After Lance Armstrong survived testicular cancer and went on to win several Tours de France, he remarked, “If there was a God I’d still have both nuts.” In a similar vein, former slave Frederick Douglas said, “I prayed for freedom for twenty years, but received no answer until I got off my knees and prayed with my legs.”

Since we don't have anything to compare our universe to, it seems presumptuous to assert that we know the statistical improbability of the factors occurring that were necessary for it to exist. What if there are many universes that have always existed? Ours could be quite common and not require fine-tuning of any sort. Or, ours could be one of a trillion billion universes of every type imaginable, many of which produce outcomes similar to ours from very different initial conditions. It’s vain and presumptuous to assume we know the answers to these conjectures. Also, it doesn't seem to imply anything about the existence of a designer to point out that we exist at the only time in the history of the universe when we could perceive the universe and if a number of factors had been different we would not be here now. Nothing is implied about a designer by the fact that billions of years ago we could not have existed and the universe was as much a pipe dream as we were then. Nor does anything seem to be implied by the fact that in a few billion years this planet will start to die and in a few billion years after that there will be no possibility of life here. However, to note this is to guarantee that one will not be awarded the Templeton Prize. On the other hand, to argue for some religious variation of the Anthropic Principle almost guarantees a physicist the prize, the largest prize that exists in the world for intellectual accomplishment.

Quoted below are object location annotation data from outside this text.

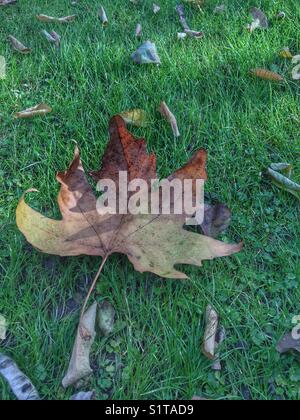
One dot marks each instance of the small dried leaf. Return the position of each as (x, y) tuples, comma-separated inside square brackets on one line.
[(83, 396), (254, 25), (285, 168), (52, 37), (138, 30), (103, 16), (286, 53), (167, 114), (220, 338), (181, 35), (289, 343), (182, 18), (296, 72), (209, 344), (281, 15), (155, 8), (283, 182), (196, 2), (79, 366), (7, 2), (2, 67), (296, 59), (18, 46), (216, 219), (20, 385), (106, 318), (267, 75), (3, 326), (146, 54), (258, 14), (195, 34), (47, 19), (220, 9), (137, 117), (38, 110)]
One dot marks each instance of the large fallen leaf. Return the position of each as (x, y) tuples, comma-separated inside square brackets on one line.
[(167, 114), (38, 110), (48, 19), (18, 46), (267, 75), (153, 243), (20, 385), (137, 117), (79, 366), (146, 54)]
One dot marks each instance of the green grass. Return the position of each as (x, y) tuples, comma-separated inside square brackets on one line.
[(244, 124)]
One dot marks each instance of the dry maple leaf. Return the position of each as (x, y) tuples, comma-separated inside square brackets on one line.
[(153, 243)]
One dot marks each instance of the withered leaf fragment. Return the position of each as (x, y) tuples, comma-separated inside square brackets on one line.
[(83, 396), (216, 220), (48, 19), (286, 53), (3, 326), (264, 74), (155, 8), (20, 385), (18, 46), (137, 117), (79, 366), (289, 343), (260, 20), (184, 24), (196, 2), (282, 181), (7, 2), (106, 318), (146, 54), (220, 337), (38, 110), (103, 16), (220, 9), (194, 34), (182, 18), (167, 114), (153, 242), (138, 30), (209, 343), (2, 67), (296, 69), (52, 37)]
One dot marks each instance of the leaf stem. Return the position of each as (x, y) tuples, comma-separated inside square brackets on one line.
[(93, 287)]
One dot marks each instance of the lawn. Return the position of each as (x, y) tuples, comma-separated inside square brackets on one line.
[(244, 123)]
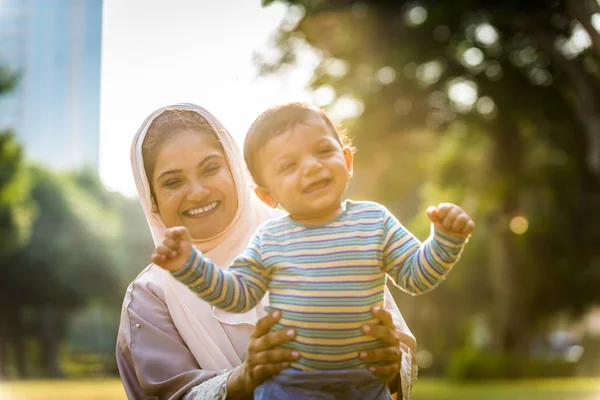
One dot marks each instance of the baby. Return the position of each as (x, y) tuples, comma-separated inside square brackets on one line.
[(325, 264)]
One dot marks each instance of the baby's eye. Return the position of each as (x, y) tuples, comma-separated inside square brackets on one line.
[(171, 183)]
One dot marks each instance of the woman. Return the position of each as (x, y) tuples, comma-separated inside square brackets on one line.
[(171, 344)]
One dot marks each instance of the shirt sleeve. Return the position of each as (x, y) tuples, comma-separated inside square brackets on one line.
[(237, 289), (414, 266), (153, 360)]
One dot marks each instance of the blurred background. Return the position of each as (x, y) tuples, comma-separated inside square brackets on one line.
[(493, 105)]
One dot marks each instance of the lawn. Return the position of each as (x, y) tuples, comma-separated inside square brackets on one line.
[(560, 389)]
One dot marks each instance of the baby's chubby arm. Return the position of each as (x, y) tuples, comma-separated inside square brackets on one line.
[(236, 289)]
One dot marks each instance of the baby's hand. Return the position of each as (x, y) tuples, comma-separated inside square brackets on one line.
[(175, 249), (450, 219)]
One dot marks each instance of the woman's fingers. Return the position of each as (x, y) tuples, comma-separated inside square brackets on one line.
[(264, 371), (386, 371), (264, 324), (262, 339), (383, 316), (158, 258), (171, 244), (390, 353), (271, 339), (273, 356)]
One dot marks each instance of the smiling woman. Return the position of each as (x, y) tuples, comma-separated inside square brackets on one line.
[(189, 177)]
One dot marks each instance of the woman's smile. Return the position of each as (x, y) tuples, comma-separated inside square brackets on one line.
[(202, 211)]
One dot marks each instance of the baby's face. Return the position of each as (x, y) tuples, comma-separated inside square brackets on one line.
[(306, 170)]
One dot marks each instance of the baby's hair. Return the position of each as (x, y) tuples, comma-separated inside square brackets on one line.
[(277, 120), (169, 123)]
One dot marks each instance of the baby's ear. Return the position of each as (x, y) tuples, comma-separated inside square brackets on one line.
[(266, 196)]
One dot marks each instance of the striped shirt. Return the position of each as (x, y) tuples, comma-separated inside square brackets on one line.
[(324, 279)]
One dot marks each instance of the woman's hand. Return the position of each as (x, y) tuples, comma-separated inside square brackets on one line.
[(264, 358), (389, 357)]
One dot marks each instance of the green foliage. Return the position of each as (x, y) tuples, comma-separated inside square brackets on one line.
[(16, 209), (471, 364), (518, 145)]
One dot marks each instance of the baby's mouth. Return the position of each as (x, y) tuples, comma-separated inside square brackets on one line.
[(320, 184)]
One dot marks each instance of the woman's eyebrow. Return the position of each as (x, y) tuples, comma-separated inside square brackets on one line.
[(177, 171)]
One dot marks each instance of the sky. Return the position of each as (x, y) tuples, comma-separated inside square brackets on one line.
[(156, 53)]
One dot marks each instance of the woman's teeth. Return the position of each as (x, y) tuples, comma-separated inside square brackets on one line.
[(201, 210)]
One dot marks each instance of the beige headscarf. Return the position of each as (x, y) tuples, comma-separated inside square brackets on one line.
[(199, 323)]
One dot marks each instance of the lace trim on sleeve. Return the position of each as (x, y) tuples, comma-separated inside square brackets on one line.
[(408, 374), (212, 389)]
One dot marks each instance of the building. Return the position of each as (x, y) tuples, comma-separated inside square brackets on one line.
[(55, 46)]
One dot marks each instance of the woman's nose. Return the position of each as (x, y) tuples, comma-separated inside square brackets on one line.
[(311, 166), (198, 191)]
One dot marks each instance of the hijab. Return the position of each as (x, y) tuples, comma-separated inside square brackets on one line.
[(200, 324)]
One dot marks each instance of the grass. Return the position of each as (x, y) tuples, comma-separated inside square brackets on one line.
[(426, 389), (101, 389), (543, 389)]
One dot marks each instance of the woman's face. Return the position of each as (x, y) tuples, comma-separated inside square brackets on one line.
[(193, 185)]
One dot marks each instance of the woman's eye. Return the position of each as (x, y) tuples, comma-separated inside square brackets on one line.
[(212, 169), (287, 167)]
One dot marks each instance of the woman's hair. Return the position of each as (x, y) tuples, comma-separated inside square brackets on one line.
[(276, 120), (163, 128)]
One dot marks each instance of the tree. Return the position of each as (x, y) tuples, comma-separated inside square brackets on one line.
[(510, 118)]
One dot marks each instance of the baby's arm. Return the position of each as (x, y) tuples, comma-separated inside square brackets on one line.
[(419, 267), (237, 289)]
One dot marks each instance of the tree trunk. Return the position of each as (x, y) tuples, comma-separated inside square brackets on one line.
[(508, 318), (582, 11), (587, 106)]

Can you imagine the number of conditional probabilities that had to occur for a guy from rural Tennessee like John Templeton (1912-2008) to get into Yale and Oxford, make billions in the Mutual Fund business, and find scientists willing to accept a boatload of money from him for attempting to prove that science supports a pie in the sky mystical world of deities and spirits despite the overwhelming evidence to the contrary? Yet, despite the unbelievable odds against such a thing happening, it did happen. And it doesn't seem odd at all that there should be some connection between the Anthropic Principle and the philanthropic principle because in this capitalist world of greed, if you have enough money, it translates into power – and you can buy just about anything - including scientists who will deny that smoking causes cancer or humans contribute to global warming.

Let's assume, for the moment, that the Universe is preset and perfectly amenable for life, including human life. I don't believe that at all and I'll get to that shortly -- but for the sake of argument, let's assume that it's true.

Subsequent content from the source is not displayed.